Big ideas from big data
The Dahu EDGE platform is a set of technologies for the assimilation, aggregation and enrichment of content from a variety of structured and unstructured sources, including, crucially, automatic deep web crawls of unrelated web sites. We developed our own unique toolset to automate the process of extracting and modelling complex information from complex, largely unstructured, diverse web data. The distilled, high-value content is aggregated and further enriched using domain-specific subject ontologies and expert databases, and finally emitted in a format that can easily be ingested by standard search platforms. Automation of the whole process makes it cost-effective for our customers to analyse, and potentially monetise large aggregated datasets. Possible revenue models include subscription, advertising, classifieds, lead generation and data cleansing, to name just a few.
We have chosen to build EDGE using widely-used open source technologies to complement the proprietary components that have been developed in-house by Dahu's leading search experts. Flexibility is core to our approach, and EDGE is search-engine agnostic by design. We have integrations with Lucene Solr, ElasticSearch, Exalead CloudView and MarkLogic, and we can quickly modify the formats to feed into other leading engines.
Starting with an ability to mine content from different web sites, EDGE includes a new, self-controlled web crawler. Rather than spending all of its time randomly jumping from site-to-site looking for the good stuff, the EDGE crawler is a goal-driven tool that initialises itself from a starting set of web sites but is able to jump to to un-related sites that it finds to have interesting content.
On any given web site, the crawler will encounter a range of different types of web pages - landing pages, site maps, help pages, product listings, product details pages, company details pages etc. To help cut down the amount of work it needs to do, EDGE classifies these into general types, so it can decide which ones it can safely ignore.
One standard model for EDGE is to crawl and seek listings of similar items, for example, houses or holiday listings. Most web sites will present both listing pages containing multiple items in an HTML list, which link to product details pages that showcase more information for a given product. EDGE handles these two cases very differently.
For product listing pages, EDGE looks to find one main list from the random background noise of a page, noise that may including several other lists on the same page. It can do this using hints from the HTML page structure, or from semantic clues coming from the text on the page, or indeed from graphical inferences, for example where non-contiguous elements are displayed vertically aligned, perhaps sharing common visual clues such as font size and colour.

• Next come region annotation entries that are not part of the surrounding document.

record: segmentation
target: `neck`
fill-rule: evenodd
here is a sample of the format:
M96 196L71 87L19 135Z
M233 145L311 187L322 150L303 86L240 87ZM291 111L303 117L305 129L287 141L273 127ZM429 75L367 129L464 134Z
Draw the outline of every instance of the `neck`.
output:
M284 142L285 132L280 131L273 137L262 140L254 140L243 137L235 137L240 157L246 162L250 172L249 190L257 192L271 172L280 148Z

On a product details page, EDGE uses a variety of approaches for entity extraction and model validation to build up a complex data record from the information on the page. The data record is potentially further enriched by reference to domain-specific ontologies and databases, before being written into a standard database. In our case, we use the highly scalable, flexibly, NoSQL database, MongoDB. The database of extracted enriched content has to be updated and maintained over time, allowing for changes both in the existing data record sets but also in the data landscape as web sites are updated or removed, or new ones launched. We also take into account data-cleansing tasks such as de-duplication and auto-expiration.
By automating the vast majority of these tasks, EDGE makes it cost-effective to aggregate very large volumes of data across large numbers of web sites and other data repositories. By integrating the data and managing the platform, Dahu EDGE empowers our customers to focus on leveraging the huge potential value to be found just below the surface of the web.